Wire concerto.training.ego_aht.train through the EgoActionFactory seam so the Stage-1 adapter swaps _zero_ego_action_factory for a trained ego per (seed, condition). The adapter's EgoActionFactory-parameterised entry point already lands at this seam; what's needed is the Phase-1 trained-policy factory that consumes a checkpoint produced by ego_aht.train.
Rerun Stage 1 against the real env; the same pre-registered AS / OM YAMLs apply unchanged; produce Stage-1b archives under spikes/results/stage1-{AS,OM}-<date>/ with sub_stage="1b".
Re-render chamber-spike summarize-month3; the new top-line depends on the measured gaps per ADR-007 §Validation criteria (≥20 pp on at least one axis transitions the recommendation away from Defer).
(Phase-1 second wave) Stage 2 CR + CM adapters and runs, then Stage 3 PF + SA adapters and runs, each gated by the prior stage per ADR-007 §Implementation staging.
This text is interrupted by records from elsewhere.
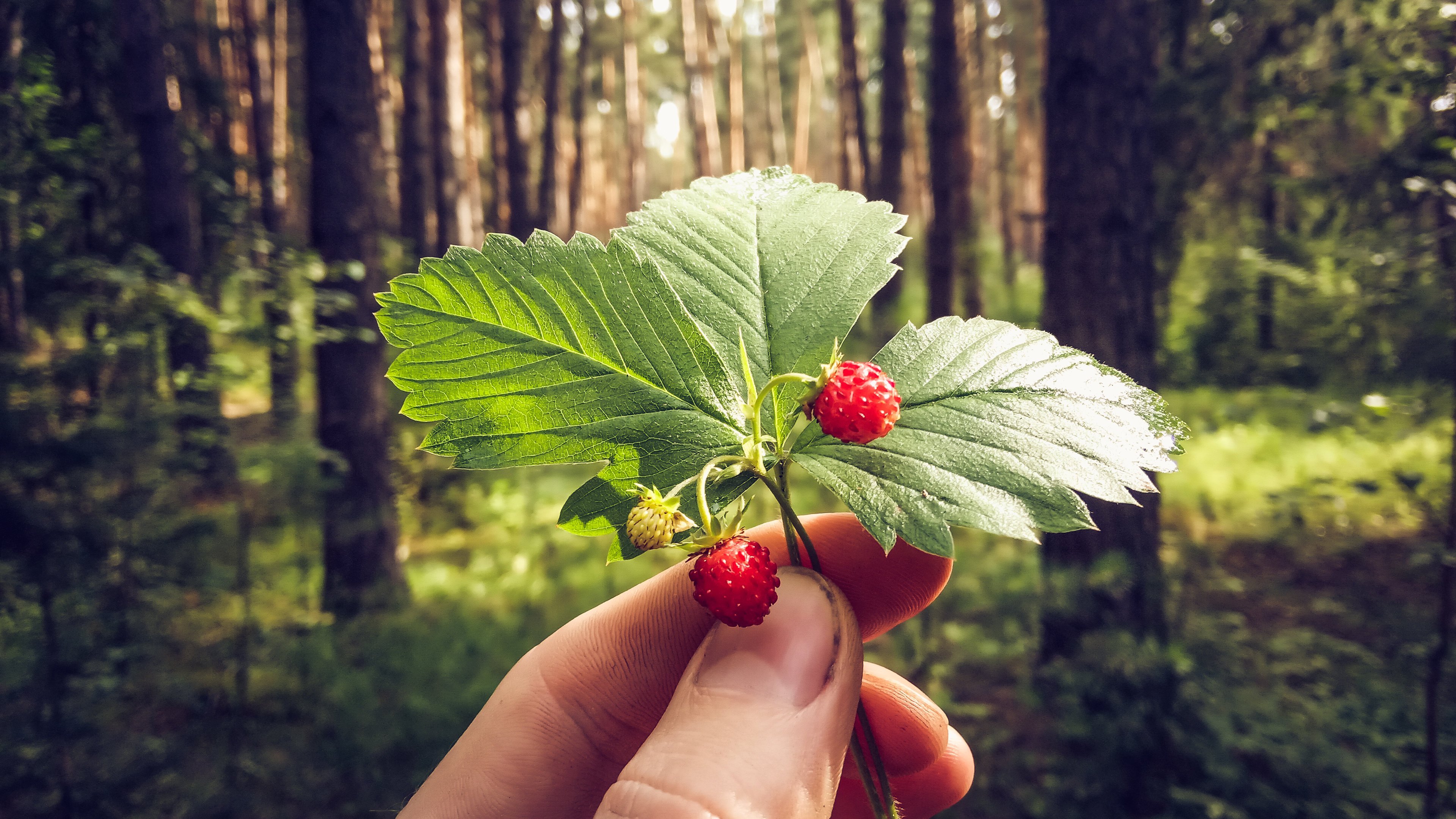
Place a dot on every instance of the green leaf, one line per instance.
(555, 353)
(999, 429)
(774, 256)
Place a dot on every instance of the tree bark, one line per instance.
(455, 164)
(948, 165)
(1447, 585)
(518, 169)
(632, 107)
(774, 86)
(14, 333)
(811, 83)
(1100, 297)
(854, 165)
(1269, 210)
(360, 528)
(551, 94)
(579, 123)
(737, 148)
(701, 93)
(173, 213)
(890, 176)
(419, 215)
(381, 40)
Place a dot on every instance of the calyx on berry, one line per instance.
(656, 519)
(736, 581)
(857, 401)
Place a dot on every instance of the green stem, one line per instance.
(710, 522)
(794, 519)
(880, 764)
(877, 802)
(882, 799)
(790, 540)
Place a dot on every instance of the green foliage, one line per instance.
(560, 353)
(996, 429)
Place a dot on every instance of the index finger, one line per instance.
(884, 588)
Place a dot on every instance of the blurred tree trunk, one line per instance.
(419, 218)
(360, 528)
(1447, 585)
(1100, 293)
(579, 121)
(546, 193)
(174, 228)
(811, 82)
(701, 93)
(774, 86)
(173, 213)
(948, 167)
(854, 164)
(283, 368)
(1269, 210)
(455, 167)
(632, 107)
(14, 333)
(507, 27)
(381, 40)
(737, 148)
(890, 177)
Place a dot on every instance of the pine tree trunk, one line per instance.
(419, 218)
(701, 91)
(14, 333)
(173, 218)
(551, 94)
(1269, 210)
(1100, 298)
(381, 38)
(632, 107)
(737, 148)
(774, 86)
(890, 177)
(455, 167)
(360, 528)
(579, 123)
(518, 169)
(811, 83)
(854, 169)
(948, 164)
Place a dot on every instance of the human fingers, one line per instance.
(884, 588)
(921, 795)
(909, 726)
(586, 698)
(759, 720)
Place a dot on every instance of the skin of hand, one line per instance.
(648, 709)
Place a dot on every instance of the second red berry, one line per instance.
(736, 581)
(858, 403)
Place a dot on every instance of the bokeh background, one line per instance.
(232, 586)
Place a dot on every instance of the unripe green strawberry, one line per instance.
(656, 519)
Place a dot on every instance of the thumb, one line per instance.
(761, 717)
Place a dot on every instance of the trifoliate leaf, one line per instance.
(555, 353)
(772, 256)
(999, 429)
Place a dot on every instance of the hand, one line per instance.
(647, 709)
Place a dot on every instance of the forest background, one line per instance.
(232, 586)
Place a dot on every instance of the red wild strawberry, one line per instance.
(858, 403)
(736, 581)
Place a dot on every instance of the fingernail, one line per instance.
(790, 656)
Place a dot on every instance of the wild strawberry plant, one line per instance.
(698, 352)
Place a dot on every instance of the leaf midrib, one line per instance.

(Phase-1 correctness debt from the 2026-05-16 external review, flagged by ADR-INDEX footnote (a) and several follow-ups) Structural dict-keyed lambda_ per the Option-(a) pair-keying refactor; position-aware joint CBFs; force-limit / contact-force constraints in OSCBF. (The Bounds.action_norm field split and the JacobianEmergencyController real implementation closed in P1.02; remaining items above are still pending Phase-1 follow-ups.)